Engavest SA, a group made up of Swiss and Middle Eastern investors, assumed control in July 2014 after Malaysian businessman Fernandes agreed to sell his stake, having founded the group in 2010.
Caterham claimed on Wednesday (22 October) that Fernandes had "refused to comply with [his] legal obligations to transfer [his] shares to the buyer [Engavest]."
On Thursday Engavest insisted that the team remains Fernandes' responsibility.
After tweeting his blunt response to the ongoing situation on Wednesday, Fernandes has officially broken his silence engulfing the Leafield-based group, insisting Engavest's failure to pay "all existing and future creditors" is responsible for the ongoing stand-off.
A statement released on his behalf read:
"We agreed in good faith to sell the shares to a Swiss company named 'Engavest' on the basis that Engavest undertook to pay all of the existing and future creditors, including the staff.
"The continued payment of staff and creditors was so important to me that I ensured that the shares would not be transferred to the new buyers unless they complied with this condition.
"Sadly, Engavest has failed to comply with any of the conditions in the agreement and Caterham Sports Ltd (the UK operating company of the F1 team) has had to be put into administration by the bank, with large sums owing to numerous creditors.
"Our agreement with Engavest was very clear: There was no legal obligation to transfer the shares to them unless certain conditions - which included paying creditors - were met.
"Those conditions have not been met. Our lawyers have asked Engavest several times to comply with these conditions but they have failed to engage.
"If you agree to buy a business, you must pay its bills. They have breached that promise and now, sadly, it is others such as the employees and the fans of the Caterham F1 team that will suffer if the team ceases to race. I sincerely hope that this will not be the case and that a solution can be found."

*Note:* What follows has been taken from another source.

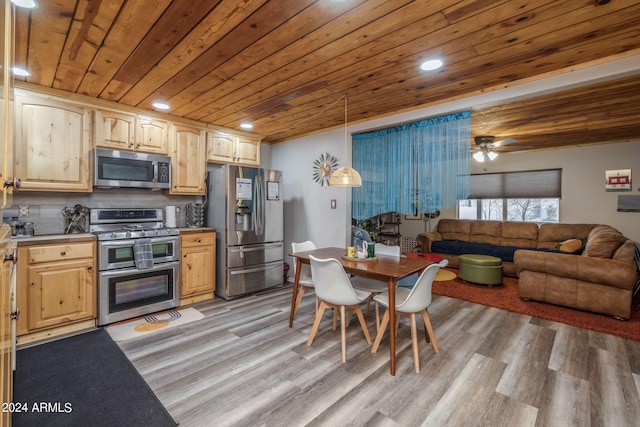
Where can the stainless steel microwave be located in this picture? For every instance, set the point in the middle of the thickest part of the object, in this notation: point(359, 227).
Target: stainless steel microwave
point(113, 168)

Earlier this week, Caterham Sports Limited (CLS), a supplier to the F1 team based at the same facility in Leafield, entered administration. After initially suggesting CSL's closure would not directly affect them, Caterham would later state the administrators' appointment had "devastating effects on the F1 Team's activities."
Administrators overseeing CSL confirmed on Thursday that Caterham employees would remain locked out of its facilities until a resolution was met.
"They can't get into the factory today," Finbarr O'Connell, the administrator now in charge of the facility on behalf a creditor, a Malaysian bank, told Reuters. "They [the team] are using my facilities and haven't paid me."
Caterham's cars driven by Kamui Kobayashi and Marcus Ericsson remain locked in the facilities and will not make the weekend deadline to be shipped to the US unless the issue is resolved soon.